More than 50 researchers, early-career scholars and school psychologists gathered at the School Psychology Research Collaboration Conference in April to carve out future directions in school and educational psychology research.
"There are many difficult challenges in conducting school-based research and some of those would be advanced with collaborative, multisite research projects that are generalizable and applicable across the country," says Shane Jimerson, PhD, psychology professor at the University of California, Santa Barbara. Jimerson is chair of the Society for the Study of School Psychology (SSSP) Planning Committee, which organized the conference, held in Toronto. The conference was also co-sponsored by APA's Education Directorate, Div. 16 (School), the National Association of School Psychologists and Elsevier Publishing.
At conference breakout sessions, attendees brainstormed research ideas in five main areas--aggression/crisis, assessment/cognitive, reading assessment, social/emotional/behavioral and school systems/teachers. Participants also assessed possible research questions, funding opportunities and ways to collaborate in those areas.
Since the conference, "Attendees have been collaborating on manuscripts and grant proposals, and there has been ongoing communication among participants regarding future research efforts in school psychology," Jimerson says.
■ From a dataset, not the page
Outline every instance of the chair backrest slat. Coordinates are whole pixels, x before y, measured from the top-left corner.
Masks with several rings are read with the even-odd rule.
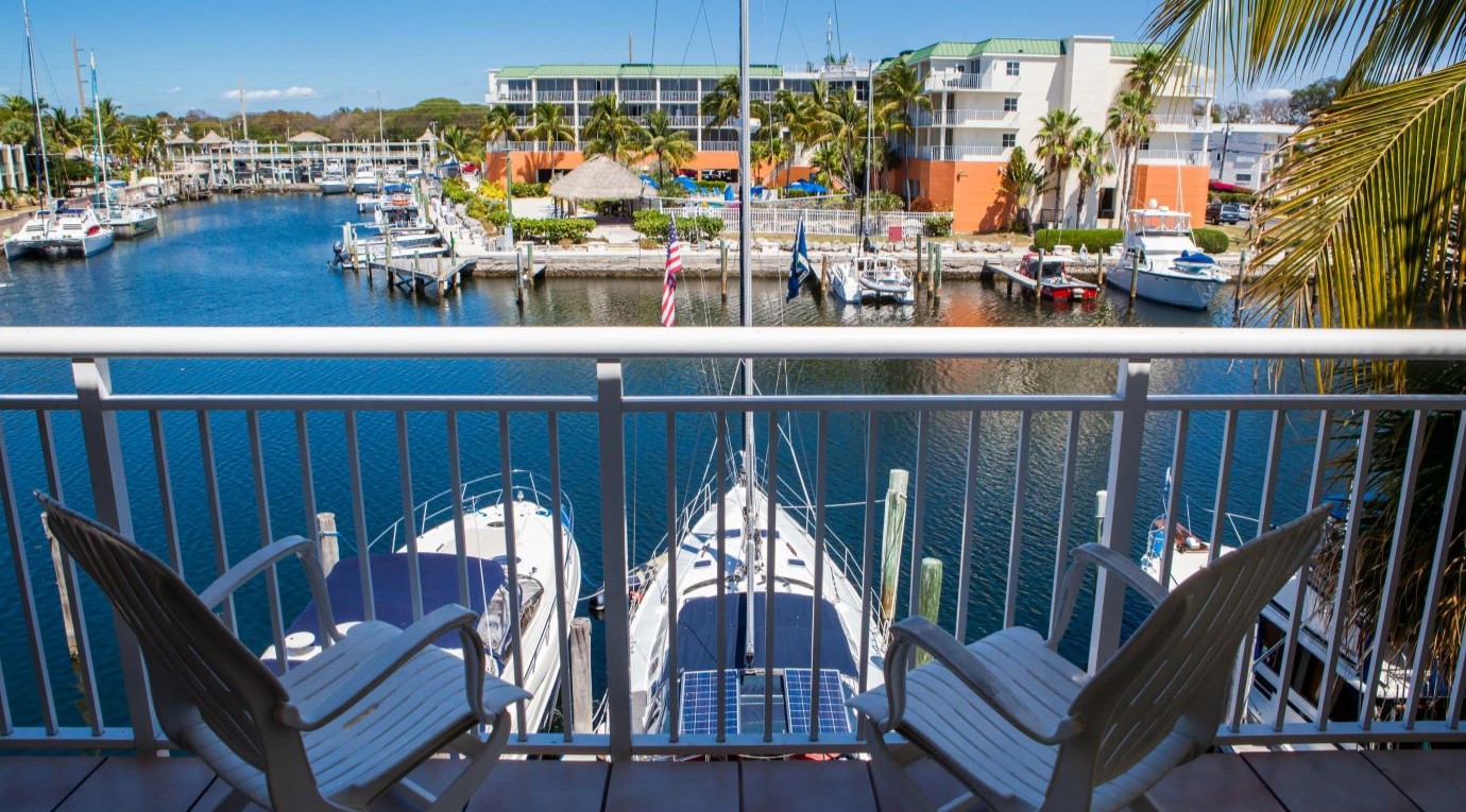
[[[164,726],[196,715],[235,755],[264,769],[261,727],[287,701],[280,680],[155,556],[45,494],[35,497],[57,544],[136,635]]]
[[[1328,507],[1264,534],[1176,586],[1075,698],[1098,730],[1094,783],[1133,767],[1226,680],[1237,643],[1318,544]],[[1215,712],[1215,708],[1209,709]],[[1095,728],[1098,726],[1098,728]]]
Education research is a major pillar of education reform, says Cynthia Belar, PhD, executive director of APA's Education Directorate. "Psychology--a core discipline in the educational sciences--needs to attract talented scientists from many of its sub-areas to conduct research related to education," Belar says. "This initiative on the part of school psychology is integral to these efforts."
Organizers hope the conference will be held every other year, with the next one being planned for 2005.